La Consulta boccia la norma “anti badanti” sulle pensioni di reversibilità. La Corte ha dichiarato incostituzionale la norma che limitava l’ammontare dell’assegno quando il coniuge scomparso aveva contratto matrimonio a un’età superiore ai settant’anni e il coniuge superstite era più giovane di almeno vent’anni.
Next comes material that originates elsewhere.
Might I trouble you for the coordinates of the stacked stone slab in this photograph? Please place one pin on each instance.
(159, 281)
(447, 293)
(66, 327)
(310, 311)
Il paletto dunque salta, e non solo per le coppie sposate ma anche per quelle omosessuali che contraggono un’unione civile.
La norma, varata nel 2011 dal governo Berlusconi, intendeva contrastare il fenomeno di matrimoni di interesse attraverso penalizzazioni economiche: la pensione di reversibilità, che di norma è pari al 60% di quella del familiare deceduto se c’è solo il coniuge e sale al 100% se ci sono più figli, veniva ridotta di una misura compresa tra il 25 e il 50%. Esentati solo i nuclei familiari con figli di minore età, studenti o inabili al lavoro.
Ma secondo i giudici costituzionali, quel decreto ha irragionevolmente sacrificato i diritti previdenziali del coniuge superstite, interferendo con le scelte di vita dei singoli, espressione di libertà fondamentali. La disposizione impugnata “enfatizza la patologia del fenomeno”, scrivono i giudici, “partendo dal presupposto di una genesi immancabilmente fraudolenta del matrimonio tardivo”.
Si tratta di un presupposto di “valore fortemente dissonante” rispetto all’evoluzione del costume sociale, si legge nella sentenza, sottolineando il “non trascurabile cambiamento di abitudini e propensioni collegate a scelte personali, indipendenti dall’età”. “La piena libertà di determinare la propria vita affettiva ben si collega all’allungamento dell’aspettativa di vita”, notano i giudici. Secondo i quali non si può dunque dare per scontato che i matrimoni contratti da chi abbia più di settant’anni con una persona di vent’anni più giovane traggano origine dall’intento di frodare l’erario, in assenza di figli minori, studenti o inabili.